Salking it Up - The Salk Institute

While Grupo Q was visiting, we took the opportunity to go on the architectural tour of Ian's place of employment - the Salk Institute.  Turns out it is not only a place where the elite meet to eat reheated treats (on days I am in La Jolla, Ian and meet up to savor last night's dinner leftovers/aka today's lunch), but it is also a serious architectural destination for the design minded.

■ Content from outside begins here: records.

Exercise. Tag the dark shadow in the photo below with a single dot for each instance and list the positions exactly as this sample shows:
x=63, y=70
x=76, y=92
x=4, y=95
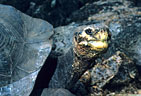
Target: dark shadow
x=44, y=76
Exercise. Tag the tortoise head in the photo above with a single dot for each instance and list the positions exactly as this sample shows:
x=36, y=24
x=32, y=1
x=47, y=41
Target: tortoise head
x=91, y=42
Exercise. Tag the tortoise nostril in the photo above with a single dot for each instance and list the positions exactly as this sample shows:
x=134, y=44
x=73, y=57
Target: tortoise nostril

The Salk institute, built in 1960, was designed by the architectural bad-ass Louis Kahn.  He and Jonas Salk, of the famed polio vaccine and namesake/godfather of the Institute, worked closely together to build am effective, adaptaptable, and low-maintenance structure that would inspire collaboration between great thinkers as well as impress and delight Pablo Picasso.  *As an aside, while Picasso never made it to the Salk, his longtime mistress, the  wildly talented artist Francoise Gilot, married Jonas Salk after she left Picasso.  They were married from 1970 until Salk's death in 1994.*

The stunningly sculptural outside structure is poured concrete with travertine marble walkways.  The steel rebar struts for the poured concrete are plugged with lead bungs to not only aesthetically cover the reinforcement, but to resist rusting, thus maintain the uniform color of the concrete.  No rusty streaks!  The exterior wood is all teak, and needs only an annaul scrubbing down to maintain uniform color.  In several of the outdoor walkways, there are slate slabs mounted to the wall.  It was Salk's vision that these could be used as chalkboards for scientists to hash out their ideas together while enjoying the ocean breeze and soaking up inspiration from the view.

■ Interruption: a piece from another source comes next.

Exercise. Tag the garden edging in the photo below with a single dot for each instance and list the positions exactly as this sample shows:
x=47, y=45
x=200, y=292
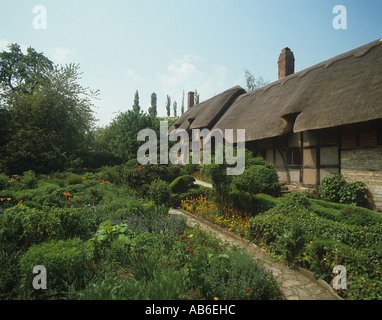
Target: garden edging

Each floor is completely and totally open; there are no walls, partitions, hallways, or dividers.  This open floor design is intended to promote collaboration between scientists and labs.  Go egalitarian ideals influencing design!

What I found super fascinating about the design of the building is that there is an 8' tall "floor" above each actual floor of the building that houses all the duct work, electrical, ventilation, and plumbing gadgetry for the floor below.  It is sort of like floor 7 1/2 in "Being John Malkovich", but it is full of the mechanical guts of the lab above which it sits, not a portal to John Malkovich's head.  This wildly brilliant design allows for incredible flexibility of equipment in each lab on each floor.  The necessary upgrades in electrical (the laser-based confocal microscopes of today have a different power need than the microscopes of yester-year) have been a breeze, and the electricians can go up to the floor above the lab, upgrade and maintain what needs work, and drop the necessary connections down through the ceiling of the lab below.  No crawling in a basement crawlspace, or crouching in an attic; it is all designed to make for easy and accessible updates of equipment.  Very clever!

Bisecting the monolithic courtyard is a single stream that pours into one of the first "infinity pools" designed.  Each equinox, this stream lines up exactly with the setting sun.

Tours of the Salk are daily at noon.  Come on out and I'll take you there and then we'll go eat sandwiches as the glider port.